Hearing Those Ancient Words

Finding Beauty in the Common Language

Photo by Dim Hou on Unsplash

It comes to me sometimes, that I lose the pattern of speaking in my writing. It’s when the Trying-too-hard becomes a battle with the Want-to-be. Want-to-be believes itself superior to Trying-too-hard; whereas Trying-too-hard is distinctly jealous of Want-to-be. The battle worsens when Unpretentious Language tries to intervene.

The unpretentious language is my grandparents. That’s my Dad’s parents. They are the ones I grew up knowing. Their language was the Hampshire dialect of words ending in ‘t’ that did not spell that way.

‘He went acrost the field.’

A mixture of across and crossed. The Old English whilst, whenst and all other words fading in the language of the modern world. I love that old world language. When horses becomes ‘orses. When chickens are just chicken, without the plural ‘s’.

When I speak like my grandparents, I find a flow of language I love hearing. It speaks in a way that clarifies my thinking, that doesn’t judge the incorrectness that it would be on the written page. It doesn’t glamorize words or inspects them closely. It just feels the words that are to be said; and when they are said, they feel right. 

A voice that sang what it felt, and waited for thought afterwards, to find that the thought had been there already in the feeling.

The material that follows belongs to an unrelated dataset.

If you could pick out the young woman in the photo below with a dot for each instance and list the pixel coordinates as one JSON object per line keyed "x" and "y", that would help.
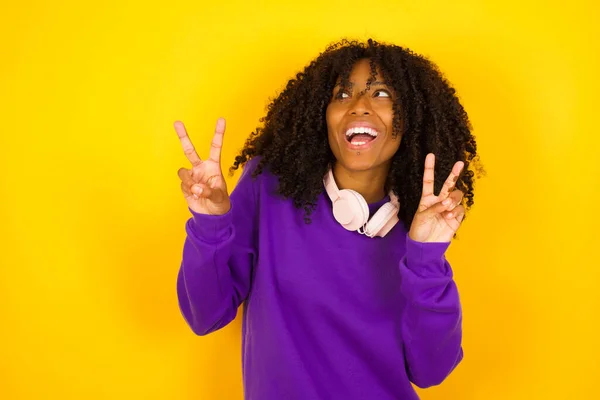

Ellis Peters, A Morbid Taste for Bones

The very essence of my writing comes from that which I know and love best, including language. But it can still be hard to strike that balance between an honest voice and language and making sure that it’s understandable.

Learning From Shakespeare

Shakespeare is one of my guidelines for writing. Somehow, in the lyrical speech of his day, he was able to use both the honesty of his voice and the written word to some distinction. There have been many working-class people who have become writers since. Shakespeare’s distinction was that he was the first.

Considered an inventor of words, his work is applauded as the epitome of writing by many scholars. And yet, the reason for his popularity was because he wrote as the people, for the people. 

His inclusion of words attributed to his creativity are simply those spoken by the general populace being shared to the masses. He created an œuvre that has come to be revered as genius, and yet all he did was what his contemporaries would never have considered — the common language.

I’ve read the theories about how a working-class man could not have written all that Shakespeare did. It had to be someone of a much higher rank with a superior education. How insulting! And yet, perhaps complimentary.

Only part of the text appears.